I posted a variation of this question on Cross-validated, but did not get any answer, so I hope someone can help me over here.
A bit of background first. I have implemented a neural network for time series forecasting. The network outputs the parameters (mean $\mu$ and dispersion $\theta$) of a negative binomial distribution
$$\Pr(X = x) = \binom{x+\theta-1}{x} \left(\frac{\mu}{\theta + \mu}\right)^\theta \left(\frac{\theta}{\theta + \mu}\right)^x$$
To ease with model training, I want to scale the input data (i.e., divide by $k$ the past timesteps fed to the network) and then remove the scaling effect on the predicted distribution parameters. If my network was outputting the mean and variance of a Gaussian distribution, I would multiply the predicted mean and variance by $k$ and $k^2$, respectively. However, I am not sure how to do this for a negative binomial.
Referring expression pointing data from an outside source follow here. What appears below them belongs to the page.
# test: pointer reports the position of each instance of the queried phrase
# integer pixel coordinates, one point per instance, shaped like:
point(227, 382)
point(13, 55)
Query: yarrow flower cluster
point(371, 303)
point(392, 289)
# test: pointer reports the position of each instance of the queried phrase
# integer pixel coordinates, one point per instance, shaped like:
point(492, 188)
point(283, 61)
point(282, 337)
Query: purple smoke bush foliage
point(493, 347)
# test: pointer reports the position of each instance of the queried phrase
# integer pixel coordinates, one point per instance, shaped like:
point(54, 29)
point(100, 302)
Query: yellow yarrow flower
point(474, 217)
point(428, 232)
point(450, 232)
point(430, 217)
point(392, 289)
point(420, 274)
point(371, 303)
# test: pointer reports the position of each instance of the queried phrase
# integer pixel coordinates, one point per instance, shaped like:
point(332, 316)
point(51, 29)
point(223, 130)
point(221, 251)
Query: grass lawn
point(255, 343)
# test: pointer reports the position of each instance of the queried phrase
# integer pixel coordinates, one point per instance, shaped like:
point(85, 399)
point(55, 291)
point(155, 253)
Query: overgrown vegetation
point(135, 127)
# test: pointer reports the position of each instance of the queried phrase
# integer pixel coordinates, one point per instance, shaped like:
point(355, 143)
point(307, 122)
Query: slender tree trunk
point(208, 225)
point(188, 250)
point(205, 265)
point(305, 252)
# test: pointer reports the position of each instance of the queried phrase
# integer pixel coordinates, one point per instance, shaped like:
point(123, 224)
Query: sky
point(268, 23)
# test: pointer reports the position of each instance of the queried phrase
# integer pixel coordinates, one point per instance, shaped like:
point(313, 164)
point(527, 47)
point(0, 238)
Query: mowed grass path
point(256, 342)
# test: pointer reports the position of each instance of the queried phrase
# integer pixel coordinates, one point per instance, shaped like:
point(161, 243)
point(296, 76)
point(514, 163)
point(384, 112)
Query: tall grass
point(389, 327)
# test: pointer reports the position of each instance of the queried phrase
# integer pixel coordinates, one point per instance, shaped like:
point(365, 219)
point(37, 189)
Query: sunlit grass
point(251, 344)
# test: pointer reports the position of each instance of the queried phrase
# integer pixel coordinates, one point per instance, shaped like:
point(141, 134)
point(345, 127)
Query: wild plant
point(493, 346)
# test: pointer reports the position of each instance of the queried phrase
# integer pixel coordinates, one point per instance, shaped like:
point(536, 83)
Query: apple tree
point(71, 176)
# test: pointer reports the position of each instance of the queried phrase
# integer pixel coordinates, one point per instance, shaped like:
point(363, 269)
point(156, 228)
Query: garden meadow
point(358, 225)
After running some experiments, the way to do it that I came up with (see the Cross-validated question) does not seem right. In the DeepAR paper (p. 5), the authors multiply the mean and dispersion by $k$ and $\sqrt{k}$, respectively. But I do not know where multiplying the dispersion by $\sqrt{k}$ comes from.
Moreover, after reading this question I wonder if there is actually a solution to what I want to do.
I would appreciate any help.